A munição digital: por que a China injeta US$ 50 bilhões em centros de dados para fugir do cerco americano

ECONOMIA · GEOPOLÍTICA · COMPETIÇÃO
A munição digital: por que a China injeta US$ 50 bilhões em centros de dados para fugir do cerco americano

A China anunciou um plano de construir mais de 100 centros de dados de inteligência artificial até 2026, com investimento de US$ 50 bilhões. O objetivo é claro: reduzir a dependência de chips estrangeiros e escapar do bloqueio tecnológico imposto pelos Estados Unidos. É o equivalente digital de garantir munição antes de uma batalha longa.

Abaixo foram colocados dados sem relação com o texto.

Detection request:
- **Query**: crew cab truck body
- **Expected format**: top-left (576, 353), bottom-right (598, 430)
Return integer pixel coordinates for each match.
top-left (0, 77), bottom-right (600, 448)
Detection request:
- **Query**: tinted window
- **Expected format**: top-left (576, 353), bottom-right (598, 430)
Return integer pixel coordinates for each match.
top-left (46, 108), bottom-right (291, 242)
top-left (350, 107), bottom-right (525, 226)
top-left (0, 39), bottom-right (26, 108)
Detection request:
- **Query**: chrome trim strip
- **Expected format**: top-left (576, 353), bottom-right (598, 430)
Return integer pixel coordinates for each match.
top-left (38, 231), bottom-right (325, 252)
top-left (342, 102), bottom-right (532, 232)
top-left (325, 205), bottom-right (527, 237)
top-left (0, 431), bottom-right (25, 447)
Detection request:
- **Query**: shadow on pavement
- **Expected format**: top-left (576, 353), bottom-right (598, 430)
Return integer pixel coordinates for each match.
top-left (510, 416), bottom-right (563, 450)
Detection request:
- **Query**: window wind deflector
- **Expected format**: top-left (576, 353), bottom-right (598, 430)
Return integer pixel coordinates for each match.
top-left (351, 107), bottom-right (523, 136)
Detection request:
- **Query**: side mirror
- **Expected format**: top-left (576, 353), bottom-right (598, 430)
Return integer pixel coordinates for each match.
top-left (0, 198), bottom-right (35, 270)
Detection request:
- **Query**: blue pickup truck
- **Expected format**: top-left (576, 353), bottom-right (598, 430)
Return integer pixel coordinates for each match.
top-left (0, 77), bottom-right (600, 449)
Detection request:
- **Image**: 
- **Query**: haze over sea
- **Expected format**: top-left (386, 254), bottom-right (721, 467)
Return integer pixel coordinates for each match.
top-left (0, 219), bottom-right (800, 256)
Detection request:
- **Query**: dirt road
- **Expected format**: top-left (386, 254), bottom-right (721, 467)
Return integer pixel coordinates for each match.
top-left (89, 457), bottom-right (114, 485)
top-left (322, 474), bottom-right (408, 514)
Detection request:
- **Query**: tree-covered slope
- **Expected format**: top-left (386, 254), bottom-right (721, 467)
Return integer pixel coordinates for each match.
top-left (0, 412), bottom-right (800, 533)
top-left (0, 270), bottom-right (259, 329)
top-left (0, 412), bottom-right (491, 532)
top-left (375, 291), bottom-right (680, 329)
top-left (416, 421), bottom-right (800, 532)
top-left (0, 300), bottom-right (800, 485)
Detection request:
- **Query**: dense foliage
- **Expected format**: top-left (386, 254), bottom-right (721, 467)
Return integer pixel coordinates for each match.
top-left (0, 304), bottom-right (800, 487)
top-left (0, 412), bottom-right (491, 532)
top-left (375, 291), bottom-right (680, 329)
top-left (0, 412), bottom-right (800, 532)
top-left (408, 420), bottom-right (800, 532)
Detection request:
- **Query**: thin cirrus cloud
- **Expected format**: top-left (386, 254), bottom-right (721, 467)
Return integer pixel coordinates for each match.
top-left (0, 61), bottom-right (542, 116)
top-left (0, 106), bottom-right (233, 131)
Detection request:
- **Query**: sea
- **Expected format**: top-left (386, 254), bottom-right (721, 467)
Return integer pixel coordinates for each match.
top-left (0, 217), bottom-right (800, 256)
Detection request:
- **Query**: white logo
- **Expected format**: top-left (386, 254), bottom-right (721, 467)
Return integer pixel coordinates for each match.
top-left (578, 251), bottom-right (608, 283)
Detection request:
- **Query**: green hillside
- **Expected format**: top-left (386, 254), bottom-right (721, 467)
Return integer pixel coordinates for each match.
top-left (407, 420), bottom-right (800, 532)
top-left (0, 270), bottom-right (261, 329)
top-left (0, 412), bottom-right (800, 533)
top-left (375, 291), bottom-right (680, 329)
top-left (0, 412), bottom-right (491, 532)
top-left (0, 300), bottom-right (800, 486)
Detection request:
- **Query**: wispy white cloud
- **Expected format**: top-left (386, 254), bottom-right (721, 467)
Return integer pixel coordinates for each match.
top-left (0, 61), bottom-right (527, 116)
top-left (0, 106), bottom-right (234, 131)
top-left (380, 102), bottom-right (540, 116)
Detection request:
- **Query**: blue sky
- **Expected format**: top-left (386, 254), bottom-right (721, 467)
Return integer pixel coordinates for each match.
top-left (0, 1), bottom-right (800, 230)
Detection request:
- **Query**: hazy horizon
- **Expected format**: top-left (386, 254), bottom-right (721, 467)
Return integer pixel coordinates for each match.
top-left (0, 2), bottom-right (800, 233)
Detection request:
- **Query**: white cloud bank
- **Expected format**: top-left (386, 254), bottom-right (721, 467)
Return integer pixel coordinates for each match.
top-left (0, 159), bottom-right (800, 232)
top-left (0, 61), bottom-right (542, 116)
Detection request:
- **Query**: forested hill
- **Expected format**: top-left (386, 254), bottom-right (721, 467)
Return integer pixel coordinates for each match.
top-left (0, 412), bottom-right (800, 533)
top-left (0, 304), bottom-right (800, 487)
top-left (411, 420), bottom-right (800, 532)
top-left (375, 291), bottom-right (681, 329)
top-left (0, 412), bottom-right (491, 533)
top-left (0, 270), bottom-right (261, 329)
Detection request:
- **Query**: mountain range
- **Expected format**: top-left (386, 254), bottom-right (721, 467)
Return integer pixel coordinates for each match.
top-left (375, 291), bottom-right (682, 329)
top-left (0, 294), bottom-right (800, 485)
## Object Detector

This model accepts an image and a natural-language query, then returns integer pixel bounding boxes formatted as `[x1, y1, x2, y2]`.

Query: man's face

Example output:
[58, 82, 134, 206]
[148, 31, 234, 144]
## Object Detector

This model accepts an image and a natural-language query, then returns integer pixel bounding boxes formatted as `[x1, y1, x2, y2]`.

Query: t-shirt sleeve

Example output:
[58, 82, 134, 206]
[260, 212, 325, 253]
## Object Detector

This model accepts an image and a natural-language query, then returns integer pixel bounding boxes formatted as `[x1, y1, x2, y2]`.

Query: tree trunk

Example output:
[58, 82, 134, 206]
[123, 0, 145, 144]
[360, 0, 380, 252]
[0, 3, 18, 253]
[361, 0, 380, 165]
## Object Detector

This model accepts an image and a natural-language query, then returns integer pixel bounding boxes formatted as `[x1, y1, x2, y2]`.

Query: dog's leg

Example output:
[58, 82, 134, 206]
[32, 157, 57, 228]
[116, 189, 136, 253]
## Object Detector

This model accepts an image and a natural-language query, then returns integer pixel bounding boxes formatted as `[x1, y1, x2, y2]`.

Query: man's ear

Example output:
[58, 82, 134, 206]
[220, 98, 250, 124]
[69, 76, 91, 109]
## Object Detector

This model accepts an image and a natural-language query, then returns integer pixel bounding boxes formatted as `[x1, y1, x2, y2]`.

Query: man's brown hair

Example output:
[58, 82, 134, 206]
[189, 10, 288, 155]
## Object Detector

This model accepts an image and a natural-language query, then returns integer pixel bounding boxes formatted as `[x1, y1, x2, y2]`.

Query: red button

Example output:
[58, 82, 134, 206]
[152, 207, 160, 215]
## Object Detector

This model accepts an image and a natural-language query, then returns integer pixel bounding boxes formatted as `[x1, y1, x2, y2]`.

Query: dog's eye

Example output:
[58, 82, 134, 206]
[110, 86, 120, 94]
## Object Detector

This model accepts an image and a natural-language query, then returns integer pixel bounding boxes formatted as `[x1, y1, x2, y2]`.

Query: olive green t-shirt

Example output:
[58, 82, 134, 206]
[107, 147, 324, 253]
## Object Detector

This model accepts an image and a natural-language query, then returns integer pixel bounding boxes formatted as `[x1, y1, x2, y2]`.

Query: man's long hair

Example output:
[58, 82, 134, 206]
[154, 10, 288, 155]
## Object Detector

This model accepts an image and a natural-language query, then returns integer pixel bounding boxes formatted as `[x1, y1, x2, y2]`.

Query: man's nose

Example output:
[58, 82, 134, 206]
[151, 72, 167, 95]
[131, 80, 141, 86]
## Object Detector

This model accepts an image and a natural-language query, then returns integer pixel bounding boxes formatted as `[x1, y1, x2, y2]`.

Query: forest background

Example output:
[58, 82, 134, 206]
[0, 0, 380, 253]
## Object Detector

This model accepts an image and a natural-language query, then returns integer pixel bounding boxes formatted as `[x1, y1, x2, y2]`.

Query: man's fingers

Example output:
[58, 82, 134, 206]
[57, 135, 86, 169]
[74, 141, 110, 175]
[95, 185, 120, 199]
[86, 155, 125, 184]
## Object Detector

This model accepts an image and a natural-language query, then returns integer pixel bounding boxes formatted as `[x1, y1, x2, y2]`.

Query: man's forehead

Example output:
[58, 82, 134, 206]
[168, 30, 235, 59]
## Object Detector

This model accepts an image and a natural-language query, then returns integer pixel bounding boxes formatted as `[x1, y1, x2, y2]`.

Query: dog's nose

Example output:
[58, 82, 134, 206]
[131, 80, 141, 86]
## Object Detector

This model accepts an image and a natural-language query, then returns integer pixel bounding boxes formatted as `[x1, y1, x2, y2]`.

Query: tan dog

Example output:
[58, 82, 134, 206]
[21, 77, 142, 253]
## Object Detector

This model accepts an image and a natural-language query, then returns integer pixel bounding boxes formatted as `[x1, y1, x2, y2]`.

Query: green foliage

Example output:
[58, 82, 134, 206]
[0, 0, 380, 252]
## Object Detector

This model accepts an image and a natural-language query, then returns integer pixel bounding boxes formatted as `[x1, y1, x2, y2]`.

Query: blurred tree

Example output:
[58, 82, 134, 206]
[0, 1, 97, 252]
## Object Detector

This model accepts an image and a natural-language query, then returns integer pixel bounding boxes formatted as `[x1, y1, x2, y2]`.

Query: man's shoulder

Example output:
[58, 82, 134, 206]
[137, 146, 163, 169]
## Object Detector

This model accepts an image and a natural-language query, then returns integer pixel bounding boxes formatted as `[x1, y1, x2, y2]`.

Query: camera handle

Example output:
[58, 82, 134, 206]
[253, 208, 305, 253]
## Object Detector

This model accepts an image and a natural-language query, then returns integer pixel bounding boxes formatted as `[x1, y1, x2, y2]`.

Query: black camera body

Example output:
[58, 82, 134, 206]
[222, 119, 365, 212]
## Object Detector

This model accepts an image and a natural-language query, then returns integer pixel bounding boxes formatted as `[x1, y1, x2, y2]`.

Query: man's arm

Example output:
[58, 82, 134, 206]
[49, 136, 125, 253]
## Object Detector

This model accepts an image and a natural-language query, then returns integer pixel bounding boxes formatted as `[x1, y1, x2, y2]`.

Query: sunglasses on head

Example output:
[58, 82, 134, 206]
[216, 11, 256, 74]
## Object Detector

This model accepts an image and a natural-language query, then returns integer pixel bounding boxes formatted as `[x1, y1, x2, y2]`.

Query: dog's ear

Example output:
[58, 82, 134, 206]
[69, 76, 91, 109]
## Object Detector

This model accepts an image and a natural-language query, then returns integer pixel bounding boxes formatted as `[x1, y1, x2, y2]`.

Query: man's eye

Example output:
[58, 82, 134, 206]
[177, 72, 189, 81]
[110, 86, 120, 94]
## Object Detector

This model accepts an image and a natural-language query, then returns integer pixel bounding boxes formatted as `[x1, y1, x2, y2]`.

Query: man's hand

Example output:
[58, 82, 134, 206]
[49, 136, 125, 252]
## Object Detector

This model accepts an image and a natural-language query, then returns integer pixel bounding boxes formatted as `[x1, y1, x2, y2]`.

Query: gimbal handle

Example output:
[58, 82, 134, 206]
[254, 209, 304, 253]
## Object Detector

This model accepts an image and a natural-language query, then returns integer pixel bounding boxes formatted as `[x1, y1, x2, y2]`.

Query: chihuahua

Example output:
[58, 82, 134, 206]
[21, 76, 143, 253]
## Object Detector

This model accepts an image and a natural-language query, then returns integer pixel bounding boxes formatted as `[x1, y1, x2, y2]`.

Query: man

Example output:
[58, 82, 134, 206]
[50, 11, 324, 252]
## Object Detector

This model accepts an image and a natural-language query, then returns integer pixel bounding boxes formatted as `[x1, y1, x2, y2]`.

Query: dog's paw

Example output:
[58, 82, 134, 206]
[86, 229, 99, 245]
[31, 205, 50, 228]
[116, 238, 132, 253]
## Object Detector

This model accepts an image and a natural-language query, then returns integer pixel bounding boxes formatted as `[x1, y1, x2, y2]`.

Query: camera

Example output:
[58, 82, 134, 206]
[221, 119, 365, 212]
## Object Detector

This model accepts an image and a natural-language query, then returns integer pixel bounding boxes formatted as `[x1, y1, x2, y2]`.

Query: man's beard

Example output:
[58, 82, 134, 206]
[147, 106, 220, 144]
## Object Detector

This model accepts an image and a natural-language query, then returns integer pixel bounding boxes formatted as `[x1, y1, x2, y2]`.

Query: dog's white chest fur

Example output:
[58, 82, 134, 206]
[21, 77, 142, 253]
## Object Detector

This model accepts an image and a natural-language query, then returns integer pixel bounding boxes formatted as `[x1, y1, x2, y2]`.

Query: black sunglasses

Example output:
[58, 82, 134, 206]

Desde 2022, os EUA limitam as exportações de semicondutores avançados para a China, tentando frear o desenvolvimento de sua inteligência artificial militar e de vigilância. Pequim não consegue comprar os chips mais poderosos do mercado. A solução encontrada é construir mais centros de dados com equipamentos menos poderosos, mas em quantidade. Ao distribuir a carga de processamento entre milhares de máquinas mais simples, a China compensa parcialmente a falta de acesso aos processadores de ponta.

O plano também sinaliza uma estratégia maior de autonomia tecnológica. Se conseguir desenvolver seus próprios semicondutores capazes de treinar modelos de inteligência artificial, Pequim escaparia completamente do controle ocidental. Países como Rússia e Irã já buscam parcerias chinesas em sistemas de inteligência artificial para defesa, o que preocupa Washington. A disputa por soberania tecnológica está acelerada.

Por que importa: O Brasil depende de importações de equipamentos eletrônicos e tecnologia. Se a China conseguir romper o bloqueio americano e se tornar independente em semicondutores, haverá uma rearrumação global da indústria de tecnologia. Isso pode abrir oportunidades para fornecedores brasileiros em cadeias alternativas. Ao mesmo tempo, uma China com mais poder computacional amplia sua capacidade de vigilância de redes digitais e inteligência artificial, o que afeta desde a segurança de dados de empresas brasileiras até a política internacional em que o país se posiciona.